Fans of Monty Python’s The Meaning Of Life will see echoes of a famous sequence in the premise, and the film—directed by first-timer Miguel Sapochnik and taken from a novel by Matchstick Men writer Eric Garcia—acknowledges the debt by playing a clip from the movie in the background of one scene. Repo Men makes the same dark joke that Python made about the way the value of human life gets lost in the need to balance the books and fill out the paperwork, but it doesn’t make that point nearly as compactly or as well. Yet for a while, Repo Men glides by on style and unrelentingly despairing humor.
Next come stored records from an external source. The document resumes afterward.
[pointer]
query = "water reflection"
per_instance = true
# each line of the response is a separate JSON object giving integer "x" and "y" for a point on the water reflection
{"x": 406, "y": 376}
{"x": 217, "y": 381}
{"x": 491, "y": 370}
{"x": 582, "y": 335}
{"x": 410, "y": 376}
Jude Law plays a repo man with a nagging wife (an underused Carice van Houten), an overenthusiastic partner (Forest Whitaker), and an unflappably cool professionalism. Law gets an infusion of empathy when an accident on the job leaves him with an artificial heart and all the bills that come with it. It’s a too-neat little metaphor—he loses his heart to gain one—and Law’s undeveloped portrayal doesn’t do much to carry it across. But the film’s economical plotting, an oily performance from Liev Schreiber as Law and Whitaker’s boss, and a brisk pace—up to the endless final act—help patch over some of the flaws.
They can’t hide the fact that it’s a film divided against itself, however. Sapochnik has made a movie about the delicate dignity of human life that revels in gleeful ultraviolence, all of it staged with much less finesse than the rest of the movie (and with one scene that owes way too much to a famous sequence in Oldboy, hammer and all). It’s a time-waster with brains, but ultimately not enough brains, and one that wastes too much time.